The man, who cannot be named as he has not yet appeared in court, was arrested in KwaDabeka yesterday. He is expected to appear in court soon.
According to a neighbour, the children’s mother had a bad feeling that something was not right at home.
“She phoned me and asked me if the children were at home. I told her that I had seen her husband with the children at the house. I told her he had fetched them from school. It was unusual as she was a teacher and she would normally fetch the children,” Ally Naidoo said.
Naidoo said she then saw the mother arrive at home shortly thereafter with the police.
“This was when she found her children. They had been hanged inside the rooms, with belts from their gowns,” an emotional Naidoo said. She added that she loved the children, Kuhlekonke, 4, Khwezi, 6, Siphesihle, 10, and Ayakha, 17, like they were her own.
“They were very kind and well mannered. The smallest would often stand by the fence and I would give him sweets and chips. He would joke that I must stop talking in Zulu to him because he was learning English,” Naidoo said. Neighbours alleged that after killing the three, the accused went to fetch his wife’s eldest daughter, who was not his biological child, from school. The neighbour said the teenager was found hanged in the bushes with her school tie.

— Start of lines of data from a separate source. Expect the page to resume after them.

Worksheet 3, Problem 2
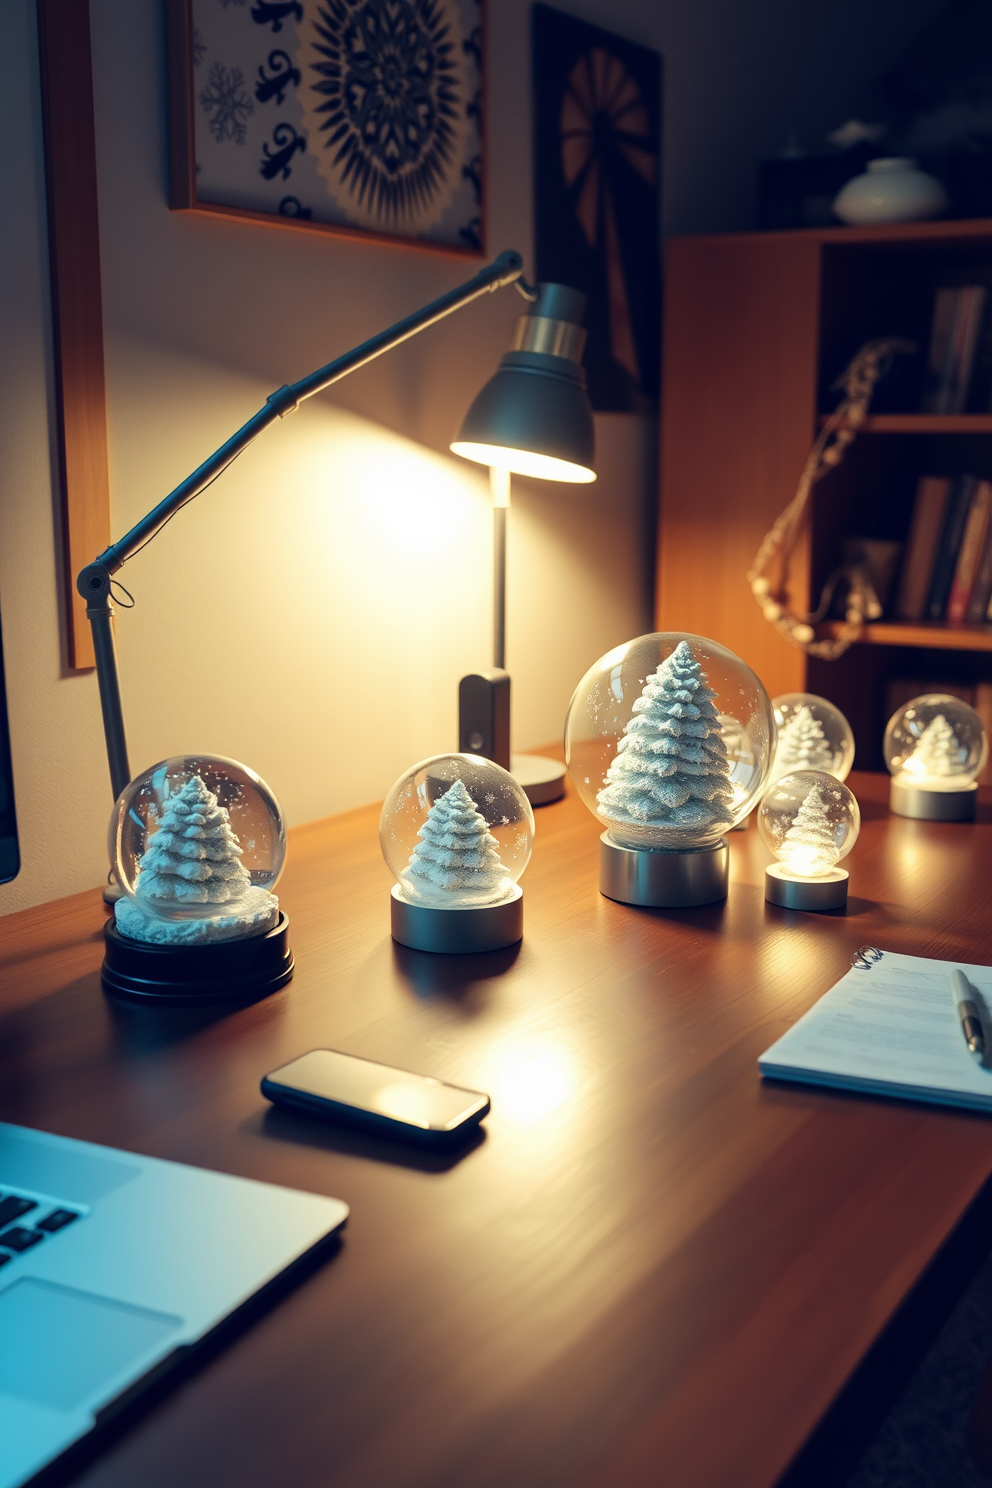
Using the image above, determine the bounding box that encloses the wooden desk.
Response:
[3,770,992,1488]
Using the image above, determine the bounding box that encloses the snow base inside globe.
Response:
[765,863,848,912]
[599,834,729,909]
[101,912,294,1004]
[889,777,978,821]
[114,886,280,946]
[390,884,523,954]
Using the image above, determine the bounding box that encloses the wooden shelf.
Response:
[819,620,992,651]
[818,413,992,434]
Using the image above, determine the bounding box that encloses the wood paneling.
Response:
[3,773,992,1487]
[37,0,111,672]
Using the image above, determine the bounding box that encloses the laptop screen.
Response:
[0,610,20,883]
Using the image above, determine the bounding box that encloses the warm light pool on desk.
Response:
[885,693,987,822]
[758,770,860,912]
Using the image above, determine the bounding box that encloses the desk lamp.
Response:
[76,250,577,1001]
[451,283,596,804]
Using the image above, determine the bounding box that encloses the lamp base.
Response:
[889,778,978,821]
[511,753,566,806]
[765,864,848,911]
[101,913,294,1004]
[599,834,729,908]
[390,885,523,954]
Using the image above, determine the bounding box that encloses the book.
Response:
[975,683,992,785]
[947,479,992,623]
[966,502,992,622]
[926,473,976,620]
[894,476,952,621]
[922,285,988,414]
[758,948,992,1113]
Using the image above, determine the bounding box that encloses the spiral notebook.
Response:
[758,947,992,1113]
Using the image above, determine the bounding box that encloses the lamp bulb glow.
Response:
[450,441,596,483]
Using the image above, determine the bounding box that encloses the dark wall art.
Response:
[532,5,661,412]
[167,0,485,255]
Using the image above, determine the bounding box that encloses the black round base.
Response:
[102,913,294,1005]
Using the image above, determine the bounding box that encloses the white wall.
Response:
[0,0,942,914]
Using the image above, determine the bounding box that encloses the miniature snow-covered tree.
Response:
[402,779,512,906]
[597,640,735,846]
[773,705,833,778]
[136,775,252,908]
[778,784,840,876]
[904,714,961,779]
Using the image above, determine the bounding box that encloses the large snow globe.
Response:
[770,693,855,784]
[380,753,534,953]
[564,633,775,906]
[103,755,293,1004]
[759,770,860,911]
[884,693,987,821]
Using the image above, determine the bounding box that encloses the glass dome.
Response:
[758,770,860,878]
[380,754,534,908]
[564,632,775,850]
[110,755,286,921]
[884,693,988,789]
[770,693,854,783]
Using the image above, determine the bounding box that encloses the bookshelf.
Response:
[657,218,992,772]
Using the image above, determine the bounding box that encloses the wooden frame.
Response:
[166,0,487,259]
[37,0,111,671]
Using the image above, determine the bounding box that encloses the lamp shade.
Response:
[451,283,596,483]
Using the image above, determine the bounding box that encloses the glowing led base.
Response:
[765,863,849,911]
[390,884,523,954]
[599,835,729,908]
[889,777,978,822]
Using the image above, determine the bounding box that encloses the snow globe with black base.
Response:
[380,754,534,953]
[885,693,987,821]
[104,754,293,1003]
[565,633,774,907]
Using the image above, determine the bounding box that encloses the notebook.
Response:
[758,947,992,1112]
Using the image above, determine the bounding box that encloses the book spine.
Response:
[922,288,959,414]
[926,474,975,620]
[966,483,992,622]
[895,476,952,621]
[947,480,992,623]
[947,287,988,415]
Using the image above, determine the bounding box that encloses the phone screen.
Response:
[263,1050,489,1133]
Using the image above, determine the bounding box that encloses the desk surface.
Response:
[3,770,992,1488]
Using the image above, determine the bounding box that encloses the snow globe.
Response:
[380,754,534,953]
[759,771,860,911]
[885,693,987,821]
[564,633,775,907]
[103,754,293,1003]
[770,694,855,784]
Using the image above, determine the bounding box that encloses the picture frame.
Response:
[167,0,486,258]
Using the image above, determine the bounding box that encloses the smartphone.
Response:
[261,1049,490,1146]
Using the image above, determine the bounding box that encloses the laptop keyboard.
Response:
[0,1192,81,1267]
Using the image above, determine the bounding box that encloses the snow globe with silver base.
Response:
[104,754,292,1002]
[759,770,860,911]
[885,694,987,821]
[565,633,774,907]
[769,693,855,784]
[380,754,534,954]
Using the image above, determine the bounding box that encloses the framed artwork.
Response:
[532,5,661,412]
[167,0,485,256]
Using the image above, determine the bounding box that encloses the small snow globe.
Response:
[103,755,292,1005]
[885,693,987,821]
[380,753,534,953]
[770,693,855,784]
[759,770,860,911]
[564,632,775,906]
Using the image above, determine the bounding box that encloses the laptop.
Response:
[0,1124,348,1488]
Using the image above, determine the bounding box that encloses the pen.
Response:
[951,969,986,1059]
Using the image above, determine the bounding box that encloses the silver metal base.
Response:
[599,834,729,908]
[889,778,977,822]
[511,753,566,806]
[390,884,523,954]
[765,864,848,911]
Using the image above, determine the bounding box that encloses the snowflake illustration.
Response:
[200,62,254,144]
[501,815,510,825]
[192,28,206,66]
[484,792,496,804]
[310,0,459,220]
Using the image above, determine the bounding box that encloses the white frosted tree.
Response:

When The Mercury visited the mother’s family home in Copesville, outside Pietermaritzburg yesterday, the mother was inconsolable. She sobbed as relatives and family friends gathered around her and could not speak to the media. Family spokesperson Thandekile Mlaba said they were relieved that police had arrested the man.
She said the woman had recently confided in her family about her plans to divorce her husband.
The MEC for Social Development, Nonhlanhla Khoza visited the mother yesterday and called for society to speak out about gender-based violence.
“Let us educate our children. We need to educate our boy children on how they should treat and protect girls. It is devastating that our girls are suffering at the hands of loved ones and by people who they expect to protect them,” Khoza said.
The KZN MEC for Transport, Community Safety and Liaison, Mxolisi Kaunda, has condemned the incident. He said statistics revealed that since the beginning of this year, at least 30 women had been killed in violent attacks in the province.
Wits expert on gender-based violence, Dr Antje Schuhmann, said the mindset of men needed to change.
“There is a historic legacy to patriarchy, using religious and certain practices to legitimise gender-based violence. We need to educate boys at an early age how to treat girls. We need to ask what enables people to be violent. We need to look at the plethora of complex violence which includes the gang culture in the country,” she said.
Police spokesperson, Colonel Thembeka Mbele, said four counts of murder had been opened at the Pinetown police station.